M07C05: Functional Logging & Tracing – Logs as Data (Monoidal Accumulation with Writer)¶
Module 07 – Main Track Core
Main track: Cores 1, 3–10 (Ports & Adapters + Capability Protocols → Production).
This is a required core. Every production FuncPipe core uses Writer-based logging.
Progression Note¶
Module 7 takes the lawful containers and pipelines from Module 6 and puts all effects behind explicit boundaries.
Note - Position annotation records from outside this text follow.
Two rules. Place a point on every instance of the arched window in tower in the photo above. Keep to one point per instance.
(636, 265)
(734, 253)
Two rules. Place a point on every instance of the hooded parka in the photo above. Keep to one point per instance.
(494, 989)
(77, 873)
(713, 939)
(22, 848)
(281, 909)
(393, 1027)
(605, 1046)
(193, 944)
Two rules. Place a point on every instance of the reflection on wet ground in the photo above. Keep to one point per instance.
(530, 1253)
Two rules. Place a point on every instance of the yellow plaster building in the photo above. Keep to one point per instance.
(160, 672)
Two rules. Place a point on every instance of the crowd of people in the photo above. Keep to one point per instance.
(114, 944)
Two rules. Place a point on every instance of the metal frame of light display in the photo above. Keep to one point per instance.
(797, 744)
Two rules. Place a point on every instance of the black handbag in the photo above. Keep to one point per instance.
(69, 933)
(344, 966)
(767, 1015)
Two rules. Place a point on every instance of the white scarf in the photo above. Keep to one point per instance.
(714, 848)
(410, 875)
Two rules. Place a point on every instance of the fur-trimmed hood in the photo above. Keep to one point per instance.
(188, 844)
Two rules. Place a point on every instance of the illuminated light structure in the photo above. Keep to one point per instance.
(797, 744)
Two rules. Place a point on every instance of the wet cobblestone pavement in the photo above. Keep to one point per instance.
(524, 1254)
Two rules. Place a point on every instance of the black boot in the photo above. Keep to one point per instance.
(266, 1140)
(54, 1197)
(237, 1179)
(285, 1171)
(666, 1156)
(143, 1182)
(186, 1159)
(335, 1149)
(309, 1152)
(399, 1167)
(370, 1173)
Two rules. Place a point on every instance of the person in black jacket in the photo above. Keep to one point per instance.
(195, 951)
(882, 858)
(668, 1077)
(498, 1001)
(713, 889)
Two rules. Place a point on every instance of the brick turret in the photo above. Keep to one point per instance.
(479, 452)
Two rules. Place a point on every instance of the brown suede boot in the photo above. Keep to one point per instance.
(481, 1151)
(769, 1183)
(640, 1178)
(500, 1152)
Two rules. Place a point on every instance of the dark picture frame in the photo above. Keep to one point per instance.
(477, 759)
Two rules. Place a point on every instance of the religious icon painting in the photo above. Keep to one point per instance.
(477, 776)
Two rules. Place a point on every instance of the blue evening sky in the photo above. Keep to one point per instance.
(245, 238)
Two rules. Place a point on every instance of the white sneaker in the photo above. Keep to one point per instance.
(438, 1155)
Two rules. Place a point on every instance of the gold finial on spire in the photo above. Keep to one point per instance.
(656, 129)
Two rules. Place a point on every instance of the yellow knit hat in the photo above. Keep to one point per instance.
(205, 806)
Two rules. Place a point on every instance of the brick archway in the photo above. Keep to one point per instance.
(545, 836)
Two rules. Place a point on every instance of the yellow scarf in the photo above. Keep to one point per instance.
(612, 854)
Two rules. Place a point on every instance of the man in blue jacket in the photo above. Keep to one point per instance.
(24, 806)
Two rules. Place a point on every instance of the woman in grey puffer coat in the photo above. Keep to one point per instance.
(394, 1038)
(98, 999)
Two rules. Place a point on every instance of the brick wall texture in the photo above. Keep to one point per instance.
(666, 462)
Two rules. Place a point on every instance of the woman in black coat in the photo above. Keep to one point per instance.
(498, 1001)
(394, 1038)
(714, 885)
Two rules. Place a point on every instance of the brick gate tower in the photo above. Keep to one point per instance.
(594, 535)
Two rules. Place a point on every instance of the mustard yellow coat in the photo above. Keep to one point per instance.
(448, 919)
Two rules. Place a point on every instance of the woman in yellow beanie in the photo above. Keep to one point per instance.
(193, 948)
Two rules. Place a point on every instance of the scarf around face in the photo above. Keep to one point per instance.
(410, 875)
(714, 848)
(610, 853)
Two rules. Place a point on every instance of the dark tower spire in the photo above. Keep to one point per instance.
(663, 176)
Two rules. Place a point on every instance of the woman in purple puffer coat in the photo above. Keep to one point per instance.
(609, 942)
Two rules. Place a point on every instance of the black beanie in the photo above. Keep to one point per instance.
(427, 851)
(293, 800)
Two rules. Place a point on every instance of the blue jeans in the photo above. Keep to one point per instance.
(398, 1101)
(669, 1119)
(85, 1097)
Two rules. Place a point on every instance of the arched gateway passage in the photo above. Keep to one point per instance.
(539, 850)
| Module | Focus | Key Outcomes |
|---|---|---|
| 6 | Monadic Flows as Composable Pipelines | Lawful and_then, Reader/State/Writer patterns, error-typed flows |
| 7 | Effect Boundaries & Resource Safety | Ports & adapters, capability protocols, resource-safe IO, idempotency |
| 8 | Async / Concurrent Pipelines | Backpressure, timeouts, resumability, fairness (built on 6–7) |
Core question
How do you treat logging and tracing as pure data accumulation using the Writer monad and monoidal logs, enabling side-effect-free instrumentation in cores while deferring all output to shells?
What you now have after M07C01–M07C04 + this core
- Pure domain core
- Zero direct I/O in domain code
- All I/O behind swappable ports
- Effectful operations described as pure data (IOPlan)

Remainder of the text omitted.